Earlier this year, Musk had acquired more than 9 percent of the company and started teasing on the platform that he was considering taking a controlling interest in the left-bias company that eliminates the accounts of conservatives and practices censorship of patriotic points of view. Twitter banned President Donald Trump, but allows Vladimir Putin to maintain an account. Twitter banned the satire account The Babylon Bee, but has allowed the site to be used by Antifa accounts that used it to organize violent protests in 2020.
Fox News’ Lucas Manfredi reported on Friday, “Under the plan, which is also referred to as a “poison pill”, shareholders’ rights will become exercisable if an entity, person or group acquires beneficial ownership of 15% or more of Twitter’s outstanding common stock in a transaction not approved by the board. In the event that the rights become exercisable, shareholders will be entitled to purchase additional shares of common stock at a discounted rate.
This was the board saying it would not approve the Musk purchase, as it attempts to “reduce the likelihood that any entity, person or group gains control of Twitter through open market accumulation without paying all shareholders an appropriate control premium or without providing the Board sufficient time to make informed judgments and take actions that are in the best interests of shareholders.”
“The goal is to force anyone trying to acquire the company to negotiate directly with the board. Investors rarely try to break through a poison pill threshold, according to securities experts — one said ‘it would be financially ruinous, even for him.’ But Mr. Musk rarely abides by precedent,” The New York Times wrote.
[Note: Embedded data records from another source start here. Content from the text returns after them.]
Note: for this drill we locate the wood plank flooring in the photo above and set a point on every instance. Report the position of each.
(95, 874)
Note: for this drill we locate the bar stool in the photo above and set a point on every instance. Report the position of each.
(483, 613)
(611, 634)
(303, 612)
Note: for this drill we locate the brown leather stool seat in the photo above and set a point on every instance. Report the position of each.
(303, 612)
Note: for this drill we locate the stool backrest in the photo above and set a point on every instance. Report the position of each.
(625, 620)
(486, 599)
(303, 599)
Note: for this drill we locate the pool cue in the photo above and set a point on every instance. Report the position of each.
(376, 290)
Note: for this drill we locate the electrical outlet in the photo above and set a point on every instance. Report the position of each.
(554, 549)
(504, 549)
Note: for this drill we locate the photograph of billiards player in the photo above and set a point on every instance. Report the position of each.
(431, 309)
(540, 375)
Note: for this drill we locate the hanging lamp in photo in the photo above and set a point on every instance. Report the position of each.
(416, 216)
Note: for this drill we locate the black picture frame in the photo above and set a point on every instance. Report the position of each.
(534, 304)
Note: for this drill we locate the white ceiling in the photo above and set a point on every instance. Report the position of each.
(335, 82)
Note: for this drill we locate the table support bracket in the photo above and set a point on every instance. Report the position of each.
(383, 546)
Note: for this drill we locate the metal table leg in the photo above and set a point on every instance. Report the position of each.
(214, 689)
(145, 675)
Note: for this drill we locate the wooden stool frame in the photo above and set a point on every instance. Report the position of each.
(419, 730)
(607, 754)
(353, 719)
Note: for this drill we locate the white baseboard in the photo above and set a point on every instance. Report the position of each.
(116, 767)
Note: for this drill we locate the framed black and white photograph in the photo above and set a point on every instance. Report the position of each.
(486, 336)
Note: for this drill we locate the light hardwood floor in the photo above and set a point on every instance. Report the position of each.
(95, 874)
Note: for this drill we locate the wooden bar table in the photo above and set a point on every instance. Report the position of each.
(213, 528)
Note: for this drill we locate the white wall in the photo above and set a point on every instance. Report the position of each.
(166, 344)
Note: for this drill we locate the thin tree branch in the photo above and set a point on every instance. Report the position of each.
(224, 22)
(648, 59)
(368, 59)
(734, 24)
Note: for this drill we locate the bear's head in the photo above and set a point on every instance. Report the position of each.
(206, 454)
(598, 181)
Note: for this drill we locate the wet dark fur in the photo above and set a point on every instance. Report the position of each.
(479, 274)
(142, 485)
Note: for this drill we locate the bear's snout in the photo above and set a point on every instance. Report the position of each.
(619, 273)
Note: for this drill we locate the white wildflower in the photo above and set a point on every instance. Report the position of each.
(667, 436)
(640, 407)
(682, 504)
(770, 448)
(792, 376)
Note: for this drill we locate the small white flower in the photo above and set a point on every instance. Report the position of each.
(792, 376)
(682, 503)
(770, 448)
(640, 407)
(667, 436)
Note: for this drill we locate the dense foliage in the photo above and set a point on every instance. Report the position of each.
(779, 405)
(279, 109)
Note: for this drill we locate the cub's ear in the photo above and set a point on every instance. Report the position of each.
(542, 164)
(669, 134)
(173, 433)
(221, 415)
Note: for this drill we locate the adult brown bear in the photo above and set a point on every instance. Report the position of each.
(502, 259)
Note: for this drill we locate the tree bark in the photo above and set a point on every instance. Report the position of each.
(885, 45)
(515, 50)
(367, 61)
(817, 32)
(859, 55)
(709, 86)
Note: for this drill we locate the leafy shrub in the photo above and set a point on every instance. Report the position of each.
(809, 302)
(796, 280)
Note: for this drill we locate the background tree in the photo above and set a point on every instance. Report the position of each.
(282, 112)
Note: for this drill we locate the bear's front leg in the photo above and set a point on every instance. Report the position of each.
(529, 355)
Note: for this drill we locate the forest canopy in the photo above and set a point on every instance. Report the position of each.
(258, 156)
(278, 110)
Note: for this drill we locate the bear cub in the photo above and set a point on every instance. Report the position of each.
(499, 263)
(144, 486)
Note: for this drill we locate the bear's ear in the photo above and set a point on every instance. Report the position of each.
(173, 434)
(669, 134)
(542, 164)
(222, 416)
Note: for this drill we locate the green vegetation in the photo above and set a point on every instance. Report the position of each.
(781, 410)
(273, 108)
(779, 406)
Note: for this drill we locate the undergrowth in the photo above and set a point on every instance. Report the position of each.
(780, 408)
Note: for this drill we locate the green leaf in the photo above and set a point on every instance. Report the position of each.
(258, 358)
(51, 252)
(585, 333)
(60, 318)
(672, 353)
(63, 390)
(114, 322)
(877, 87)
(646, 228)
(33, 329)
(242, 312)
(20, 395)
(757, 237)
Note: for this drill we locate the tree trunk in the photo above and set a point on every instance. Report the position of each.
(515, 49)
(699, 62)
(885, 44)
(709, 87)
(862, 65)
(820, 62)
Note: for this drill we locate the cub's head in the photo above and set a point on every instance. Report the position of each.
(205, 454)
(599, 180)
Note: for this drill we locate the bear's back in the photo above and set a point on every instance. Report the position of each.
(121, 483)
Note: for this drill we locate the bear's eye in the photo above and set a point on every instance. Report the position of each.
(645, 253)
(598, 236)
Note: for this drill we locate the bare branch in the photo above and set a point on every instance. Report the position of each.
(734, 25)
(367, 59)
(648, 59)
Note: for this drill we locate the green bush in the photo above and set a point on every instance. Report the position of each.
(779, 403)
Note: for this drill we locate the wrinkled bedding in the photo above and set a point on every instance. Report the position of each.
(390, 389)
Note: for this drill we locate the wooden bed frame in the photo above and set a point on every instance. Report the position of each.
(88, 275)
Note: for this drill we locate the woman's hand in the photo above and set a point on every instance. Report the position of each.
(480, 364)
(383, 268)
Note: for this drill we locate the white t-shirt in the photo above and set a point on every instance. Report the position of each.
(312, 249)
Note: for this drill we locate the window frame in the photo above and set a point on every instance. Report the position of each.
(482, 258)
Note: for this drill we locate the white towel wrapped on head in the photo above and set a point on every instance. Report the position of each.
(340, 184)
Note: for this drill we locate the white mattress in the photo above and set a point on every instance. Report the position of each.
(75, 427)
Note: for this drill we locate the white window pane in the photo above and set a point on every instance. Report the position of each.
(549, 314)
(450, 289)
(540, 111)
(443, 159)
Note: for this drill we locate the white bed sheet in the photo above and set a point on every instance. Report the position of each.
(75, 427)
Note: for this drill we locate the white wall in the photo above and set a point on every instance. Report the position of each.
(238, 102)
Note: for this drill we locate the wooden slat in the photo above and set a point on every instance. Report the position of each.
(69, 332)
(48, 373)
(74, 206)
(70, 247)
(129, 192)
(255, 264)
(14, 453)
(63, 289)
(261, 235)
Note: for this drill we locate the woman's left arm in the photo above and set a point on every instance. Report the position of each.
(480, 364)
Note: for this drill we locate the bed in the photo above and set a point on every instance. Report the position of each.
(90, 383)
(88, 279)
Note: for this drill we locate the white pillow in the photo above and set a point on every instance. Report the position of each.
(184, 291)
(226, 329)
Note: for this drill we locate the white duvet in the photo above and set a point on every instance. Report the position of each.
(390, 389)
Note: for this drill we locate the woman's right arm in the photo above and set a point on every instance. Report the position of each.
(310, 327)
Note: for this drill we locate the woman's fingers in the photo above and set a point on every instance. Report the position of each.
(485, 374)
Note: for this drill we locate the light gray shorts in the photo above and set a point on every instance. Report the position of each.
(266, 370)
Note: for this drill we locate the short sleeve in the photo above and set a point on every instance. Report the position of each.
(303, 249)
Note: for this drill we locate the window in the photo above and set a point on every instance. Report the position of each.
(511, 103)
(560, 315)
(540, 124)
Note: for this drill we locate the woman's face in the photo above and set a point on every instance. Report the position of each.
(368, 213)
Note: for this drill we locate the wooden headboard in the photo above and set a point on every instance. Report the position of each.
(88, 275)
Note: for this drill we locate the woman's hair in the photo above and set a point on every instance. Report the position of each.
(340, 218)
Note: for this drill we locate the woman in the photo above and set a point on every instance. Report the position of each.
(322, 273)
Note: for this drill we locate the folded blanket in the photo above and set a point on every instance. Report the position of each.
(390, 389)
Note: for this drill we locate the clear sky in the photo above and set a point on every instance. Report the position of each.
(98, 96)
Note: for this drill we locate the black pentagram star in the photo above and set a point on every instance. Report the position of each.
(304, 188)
A press release from Twitter noted, “The Rights Plan will reduce the likelihood that any entity, person or group gains control of Twitter through open market accumulation without paying all shareholders an appropriate control premium or without providing the Board sufficient time to make informed judgments and take actions that are in the best interests of shareholders.”
The stock closed at $45.08 at the close of markets on Thursday.